0.34 (2020-08-03): Fixed issue with TabulaMuris labels not appearing. Scanned app with koa11y for 508 compliance - changed headers from h2 to h1 to comply.

0.33 (2020-07-30): Exp plot can now take space or comma separated Genes as input. User can selected number of columns in Exp Plot. Diff Table formatting improved with rounding and PB_Test can be selected as a drop down now in the data table search.

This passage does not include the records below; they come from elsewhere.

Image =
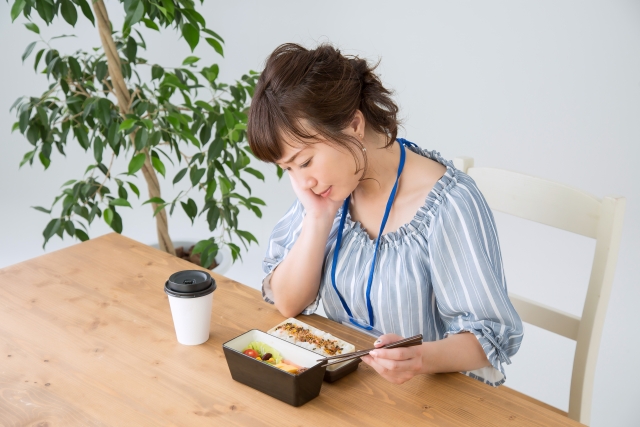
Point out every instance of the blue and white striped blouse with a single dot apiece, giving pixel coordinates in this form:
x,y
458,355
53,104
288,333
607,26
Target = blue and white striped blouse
x,y
440,274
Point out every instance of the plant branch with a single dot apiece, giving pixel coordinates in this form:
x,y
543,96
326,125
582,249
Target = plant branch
x,y
124,101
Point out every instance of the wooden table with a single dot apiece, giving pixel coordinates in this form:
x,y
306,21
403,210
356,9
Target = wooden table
x,y
87,339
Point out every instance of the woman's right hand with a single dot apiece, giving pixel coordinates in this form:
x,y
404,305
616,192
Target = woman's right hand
x,y
314,205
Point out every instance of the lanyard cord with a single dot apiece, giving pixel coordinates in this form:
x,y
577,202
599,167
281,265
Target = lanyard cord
x,y
345,209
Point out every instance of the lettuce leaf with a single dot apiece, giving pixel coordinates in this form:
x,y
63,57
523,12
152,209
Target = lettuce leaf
x,y
263,348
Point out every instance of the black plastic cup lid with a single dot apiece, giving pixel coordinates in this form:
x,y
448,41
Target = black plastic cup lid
x,y
190,284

0.32 (2020-07-29): In situ Projection viz added courtesy of Zachary Batz! It's a simulated cross section of the retina with each cell type colored by intensity of scRNA expression! Move table draw button under filtering in UMAP - Tables. Sort Diff Exp results by FDR. Filtering on numeric column now returns slider UI. Remove super dangerous ability to create faceted plots on numeric values.

0.31 (2020-07-24): Re-created scEiaD with better internal (Hufnagel) transwell RPE labelling (there are roughly two groups - mature RPE with high TTR expression and less (?) mature RPE with lower TTR), removal of the SRP166660 study as it was *all* non-normal (injured retina) (confirmed with correspondence with Dr. Poche), removed the pan RGC CellType labelling for the SRP212151 as I see post-hoc that there are LOADS of non-RGC cells. Did the same for SRP186407, which has substantial non-microglia. Generally, FACS != 100% celltype purity. Added differential testing against all Tabula Muris cell types. Removing clusters/cells with high doublet scores. Added cell cycle phase (G1/G2M/S) assignment. More study level metadata.

0.30 (2020-07-20): Huge update. Hundreds of thousands of cells added. The Tabula Muris project data (pan mouse) has been added to faciliate non-eye comparison. Filtering options added to most of the plotting views to allow for quick slicing into this huge dataset. Differential expression testing totally reworked - now uses "pseudoBulk" approach to better utilize the large number of studies we have.

0.23 (2020-06-16): Remove low N cell type from diff expression tables, tweak Overview with spacing alterations and updated text.

0.22 (2020-06-15): Added expression plot by user selected groups plot view. Fixed bug in mean cpm expression calculation for Viz -> UMAP - Table gene tables

0.21 (2020-06-15): Added subcluster diff testing tables, temporal gene expression by celltype plot section.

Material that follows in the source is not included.